Characteristics of Text

Most large collections of text documents have similar statistical characteristics. It is helpful to know about these statistics, because:

they influence the effectiveness and efficiency of data structures used to index documents, and
many retrieval models rely on them.

Patterns of Term Occurrences

If the terms in a collection are ranked (r) by their frequency (f), they roughly fit the relation r_t * f_t = C, which is known as "Zipf's law". Different collections have different constants C, but in English text, C tends to be about N / 10, where N is the number of words in the collection.

p_r = f_r / N is the probablility that a randomly chosen term (with frequency f_r) will have rank r.

r * p_r = A, where A tends to be about 0.1 in English text.

Statistics from the TIME collection, a 1.6 MB collection of 423 short TIME magazine articles (245,412 term occurrences).
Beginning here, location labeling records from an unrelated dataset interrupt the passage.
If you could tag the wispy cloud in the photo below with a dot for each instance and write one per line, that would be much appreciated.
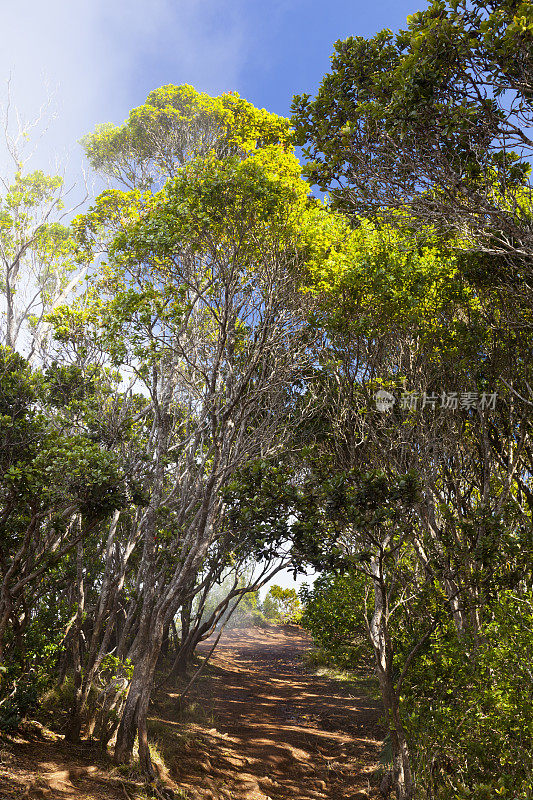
(100, 58)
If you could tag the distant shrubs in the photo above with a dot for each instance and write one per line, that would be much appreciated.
(282, 605)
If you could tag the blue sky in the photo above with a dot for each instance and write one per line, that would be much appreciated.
(99, 58)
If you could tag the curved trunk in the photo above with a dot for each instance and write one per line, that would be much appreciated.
(133, 720)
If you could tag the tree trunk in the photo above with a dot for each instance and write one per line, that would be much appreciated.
(133, 720)
(403, 780)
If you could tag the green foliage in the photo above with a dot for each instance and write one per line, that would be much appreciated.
(281, 605)
(469, 708)
(334, 615)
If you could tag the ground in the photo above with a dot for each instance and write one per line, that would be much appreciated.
(257, 725)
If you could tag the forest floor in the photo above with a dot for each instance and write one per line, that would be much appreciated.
(258, 725)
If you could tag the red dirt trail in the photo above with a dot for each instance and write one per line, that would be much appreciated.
(263, 728)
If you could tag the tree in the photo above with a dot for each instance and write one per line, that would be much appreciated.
(199, 299)
(38, 263)
(433, 124)
(281, 604)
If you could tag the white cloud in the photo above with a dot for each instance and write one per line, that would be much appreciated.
(101, 57)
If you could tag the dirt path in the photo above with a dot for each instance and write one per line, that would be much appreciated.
(279, 731)
(262, 728)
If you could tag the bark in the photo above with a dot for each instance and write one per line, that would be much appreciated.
(403, 779)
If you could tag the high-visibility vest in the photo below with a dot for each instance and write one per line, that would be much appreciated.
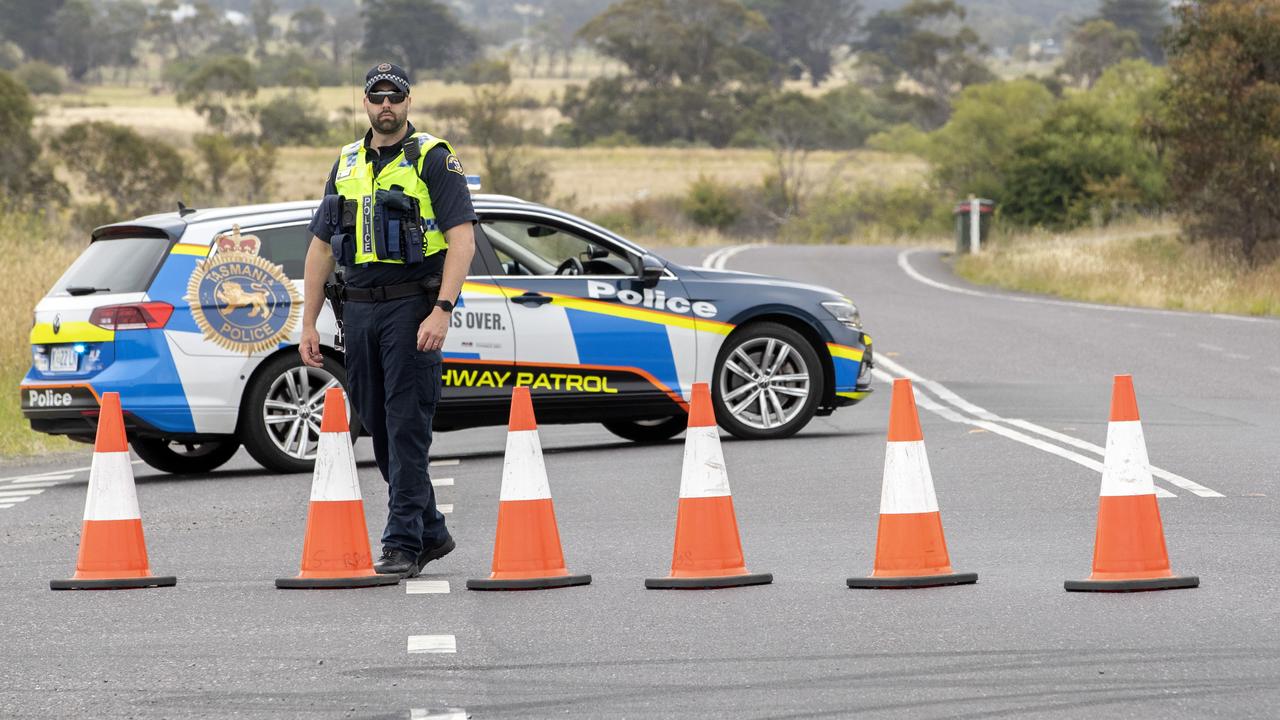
(356, 181)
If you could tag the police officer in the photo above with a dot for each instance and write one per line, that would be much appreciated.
(397, 219)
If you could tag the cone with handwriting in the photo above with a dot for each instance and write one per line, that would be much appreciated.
(336, 548)
(1129, 548)
(526, 548)
(708, 548)
(910, 548)
(113, 552)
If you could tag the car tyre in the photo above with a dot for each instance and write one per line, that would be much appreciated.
(648, 431)
(272, 405)
(792, 382)
(184, 458)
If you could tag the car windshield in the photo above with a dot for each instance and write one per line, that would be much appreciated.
(124, 264)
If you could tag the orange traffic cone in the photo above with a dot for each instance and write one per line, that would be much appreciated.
(113, 552)
(526, 548)
(910, 550)
(1129, 548)
(336, 550)
(708, 550)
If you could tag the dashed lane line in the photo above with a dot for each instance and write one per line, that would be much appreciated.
(426, 587)
(433, 645)
(447, 714)
(904, 261)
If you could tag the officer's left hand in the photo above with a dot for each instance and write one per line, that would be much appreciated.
(430, 333)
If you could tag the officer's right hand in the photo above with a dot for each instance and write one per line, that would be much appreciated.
(310, 349)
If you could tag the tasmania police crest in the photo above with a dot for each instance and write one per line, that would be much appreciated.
(241, 300)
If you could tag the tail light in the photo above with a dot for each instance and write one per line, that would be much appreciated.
(135, 317)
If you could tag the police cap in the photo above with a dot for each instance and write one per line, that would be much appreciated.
(388, 72)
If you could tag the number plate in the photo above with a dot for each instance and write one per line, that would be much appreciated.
(64, 360)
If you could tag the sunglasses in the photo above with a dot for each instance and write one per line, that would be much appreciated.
(394, 96)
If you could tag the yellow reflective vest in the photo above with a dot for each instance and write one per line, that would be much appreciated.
(356, 181)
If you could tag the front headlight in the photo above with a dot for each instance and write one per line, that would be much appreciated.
(845, 311)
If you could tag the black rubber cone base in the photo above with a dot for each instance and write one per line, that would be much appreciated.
(337, 583)
(708, 583)
(917, 582)
(528, 583)
(114, 584)
(1133, 586)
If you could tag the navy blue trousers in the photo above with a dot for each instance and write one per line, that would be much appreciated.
(394, 390)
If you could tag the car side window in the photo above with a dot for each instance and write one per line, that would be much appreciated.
(528, 247)
(286, 246)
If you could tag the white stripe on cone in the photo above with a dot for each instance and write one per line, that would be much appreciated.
(334, 478)
(1127, 470)
(908, 486)
(704, 473)
(112, 495)
(524, 475)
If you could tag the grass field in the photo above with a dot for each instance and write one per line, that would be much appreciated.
(1143, 264)
(46, 249)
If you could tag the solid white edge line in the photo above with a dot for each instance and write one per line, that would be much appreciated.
(447, 714)
(951, 397)
(949, 414)
(30, 492)
(432, 645)
(905, 264)
(426, 587)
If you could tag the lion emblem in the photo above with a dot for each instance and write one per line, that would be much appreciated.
(232, 296)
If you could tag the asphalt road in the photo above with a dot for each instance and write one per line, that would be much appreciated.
(1015, 392)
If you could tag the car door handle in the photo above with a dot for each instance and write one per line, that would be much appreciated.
(531, 299)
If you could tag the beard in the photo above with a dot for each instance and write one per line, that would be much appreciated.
(387, 123)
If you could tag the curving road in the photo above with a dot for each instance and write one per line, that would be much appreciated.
(1015, 395)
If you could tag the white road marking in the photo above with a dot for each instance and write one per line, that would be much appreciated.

Top 50 terms are:

Word	f_t	r_t p_r*	Word	f_t	r_t p_r*	Word	f_t	r_t p_r*
the	15861	0.065	it	1290	0.095	week	793	0.113
of	7239	0.059	from	1228	0.095	they	697	0.102
to	6331	0.077	but	1138	0.093	govern	687	0.104
a	5878	0.096	u	955	0.082	all	672	0.104
and	5614	0.114	had	940	0.084	year	672	0.107
in	5294	0.129	last	930	0.087	its	620	0.101
that	2507	0.072	be	915	0.089	britain	89	0.098
for	2228	0.073	have	914	0.093	when	579	0.099
was	2149	0.079	who	894	0.095	out	577	0.101
with	1839	0.075	not	882	0.097	would	577	0.103
his	1815	0.081	has	880	0.100	new	572	0.105
is	1810	0.089	an	873	0.103	up	559	0.105
he	1700	0.090	s	865	0.106	been	554	0.106
as	1581	0.090	were	848	0.107	more	540	0.106
on	1551	0.095	their	815	0.106	which	539	0.108
by	1467	0.096	are	812	0.109	into	518	0.106
at	1333	0.092	one	811	0.112

Statistics from the WSJ87 collection, a 131.6 MB collection of 46,449 newspaper articles (19 million term occurrences). Top 50 terms are:

Word	f_t	r_t p_r*	Word	f_t	r_t p_r*	Word	f_t	r_t p_r*
the	1130021	0.059	from	96900	0.092	or	54958	0.101
of	547311	0.058	he	94585	0.095	about	53713	0.102
to	516635	0.082	million	3515	0.098	market	52110	0.101
a	464736	0.098	year	90104	0.100	they	51359	0.103
in	390819	0.103	its	86774	0.100	this	50933	0.105
and	387703	0.122	be	85588	0.104	would	50828	0.107
that	204351	0.075	was	83398	0.105	u	49281	0.106
for	199340	0.084	company	3070	0.109	which	48273	0.107
is	152483	0.072	an	76974	0.105	bank	47940	0.109
said	148302	0.078	has	74405	0.106	stock	47401	0.110
it	134323	0.078	are	74097	0.109	trade	47310	0.112
on	121173	0.077	have	73132	0.112	his	47116	0.114
by	118863	0.081	but	71887	0.114	more	46244	0.114
as	109135	0.080	will	71494	0.117	who	42142	0.106
at	101779	0.080	say	66807	0.113	one	41635	0.107
mr	101679	0.086	new	64456	0.112	their	40910	0.108
with	101210	0.091	share	63925	0.114

Zipf's law implies that a term with f_t occurrences has rank approximately A * N / f_t.

Often, several terms will have the same frequency. If the rank r_n is assigned to the last term of a group sharing the same frequency, then there are r_f terms that occur at least f times, and r_{f+1} terms that occur more than f+1 times. The number of terms that occur f times is therefore: I_f = r_f - r_{f+1} = AN/f - AN/(f+1) = AN/(f(f+1))

How many unique terms are in the collection? If there is at least one term that occurs only once, then by Zipf's law, AN / 1.

How many terms occur just once in the collection? AN / 2.
How many terms occur just twice in the collection? AN / 6 = 17%.
How many terms occur just three times? 8.3%.

Bibliography

Heaps, H. S. Information Retrieval: Computational and Theoretical Aspects. 1978.